The action against the All England Club also includes every member of the club so adidas are in effect also suing Federer and Henman who, as well as being sponsored to wear adidas clothing, are also All England members.
All England Club chief executive Ian Ritchie said yesterday: “I think it’s a great shame they are suing a group of people who put all the profits of the event back into tennis. We think it’s heavy handed that the action also includes all the individual members of the club.”
The action has come about as a result of the four Grand Slam organisers limiting the size of logos. They claim the famous adidas three stripes are subject to the rule change and negotiations, which have been held since the decision was taken 11 months ago, have failed to break the deadlock. “We do not want a situation where we see players covered in manufacturers identifications. You could see players becoming walking advertising hoardings,” Ritchie said.

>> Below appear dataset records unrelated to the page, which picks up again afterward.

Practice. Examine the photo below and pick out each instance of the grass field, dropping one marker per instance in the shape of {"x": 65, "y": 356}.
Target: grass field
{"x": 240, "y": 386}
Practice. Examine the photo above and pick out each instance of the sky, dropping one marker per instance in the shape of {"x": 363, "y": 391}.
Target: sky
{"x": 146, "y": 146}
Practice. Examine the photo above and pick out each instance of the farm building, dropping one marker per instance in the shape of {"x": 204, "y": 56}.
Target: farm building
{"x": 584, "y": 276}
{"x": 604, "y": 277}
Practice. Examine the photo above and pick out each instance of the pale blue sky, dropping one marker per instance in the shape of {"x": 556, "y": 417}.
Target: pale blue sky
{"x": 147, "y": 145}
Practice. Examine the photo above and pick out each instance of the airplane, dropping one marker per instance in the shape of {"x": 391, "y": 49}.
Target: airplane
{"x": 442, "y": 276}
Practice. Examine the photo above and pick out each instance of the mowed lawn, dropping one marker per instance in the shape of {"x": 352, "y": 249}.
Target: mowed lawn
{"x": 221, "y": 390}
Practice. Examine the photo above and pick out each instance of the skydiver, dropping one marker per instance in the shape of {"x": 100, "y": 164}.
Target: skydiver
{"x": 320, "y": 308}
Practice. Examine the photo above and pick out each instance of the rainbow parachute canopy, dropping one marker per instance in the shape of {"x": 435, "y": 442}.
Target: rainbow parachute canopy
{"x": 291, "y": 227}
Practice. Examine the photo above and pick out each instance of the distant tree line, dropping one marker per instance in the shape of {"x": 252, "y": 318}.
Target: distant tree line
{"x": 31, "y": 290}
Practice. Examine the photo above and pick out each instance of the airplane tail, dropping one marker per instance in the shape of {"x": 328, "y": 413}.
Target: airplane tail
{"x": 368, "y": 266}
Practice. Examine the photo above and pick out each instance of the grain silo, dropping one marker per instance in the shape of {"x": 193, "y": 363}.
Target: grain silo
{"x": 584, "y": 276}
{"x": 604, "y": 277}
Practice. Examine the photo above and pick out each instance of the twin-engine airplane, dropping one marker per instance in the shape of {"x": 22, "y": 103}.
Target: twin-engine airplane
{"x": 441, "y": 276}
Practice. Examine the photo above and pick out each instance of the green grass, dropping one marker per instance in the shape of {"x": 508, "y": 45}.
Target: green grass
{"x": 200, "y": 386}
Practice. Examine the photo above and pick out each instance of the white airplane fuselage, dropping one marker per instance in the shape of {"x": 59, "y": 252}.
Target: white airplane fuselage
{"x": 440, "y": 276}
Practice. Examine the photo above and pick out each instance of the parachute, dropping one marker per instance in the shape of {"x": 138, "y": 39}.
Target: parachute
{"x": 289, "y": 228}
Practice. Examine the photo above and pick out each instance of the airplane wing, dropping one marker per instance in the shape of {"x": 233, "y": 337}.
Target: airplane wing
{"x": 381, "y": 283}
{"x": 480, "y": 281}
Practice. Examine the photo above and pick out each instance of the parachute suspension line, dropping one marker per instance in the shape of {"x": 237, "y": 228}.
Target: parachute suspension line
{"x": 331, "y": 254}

“We believe it is absolutely right to restrict advertising on players’ clothing and to maintain a tasteful and professional dress code.”
“The rules must be the same for all manufacturers. Allowing the registered three stripes manufacturers’ identification to continue to be advertised all over player clothing would inevitably result in equally large ‘swooshes’ and ‘crocodiles’ and other identities.
“That, in our view, would be inappropriate in a Grand Slam and Wimbledon environment.”
Wimbledon are also stridently resisting equal pay for men and women players. With next month’s French Open giving women parity for the first time, Wimbledon is the only Grand Slam tournament still operating a differential.
This year the men’s champion will receive £655,000, with the women’s title holder collecting £625,000 – both £25,000 up on last year.
Confirmation the men would continue to receive higher prize money than women met with an angry response from the WTA Tour, who run women’s tennis at a professional level and chief executive Larry Scott accused the event of a “morally indefensible” attitude.
A statement from Scott read: “The Sony Ericsson WTA Tour and our members are deeply disappointed Wimbledon have failed to do the right thing, and continue to promote inequality in pay across the board between men and women. In the 21st century, it is morally indefensible that women competitors in a grand slam tournament should be receiving considerably less prize money than their male counterparts.
“Women got the vote in Britain in 1918, and the Sex Discrimination Act has been in force for over 30 years, yet Wimbledon continue to take a Victorian era view when it comes to pay.
“Wimbledon represent so much that is good about modern British society, but inequality should not be part of the Wimbledon brand.”
All England Club chairman Tim Phillips defended the differential on the grounds that the top 10 women took more away from last year’s championships than the top 10 men due to their involvement in doubles.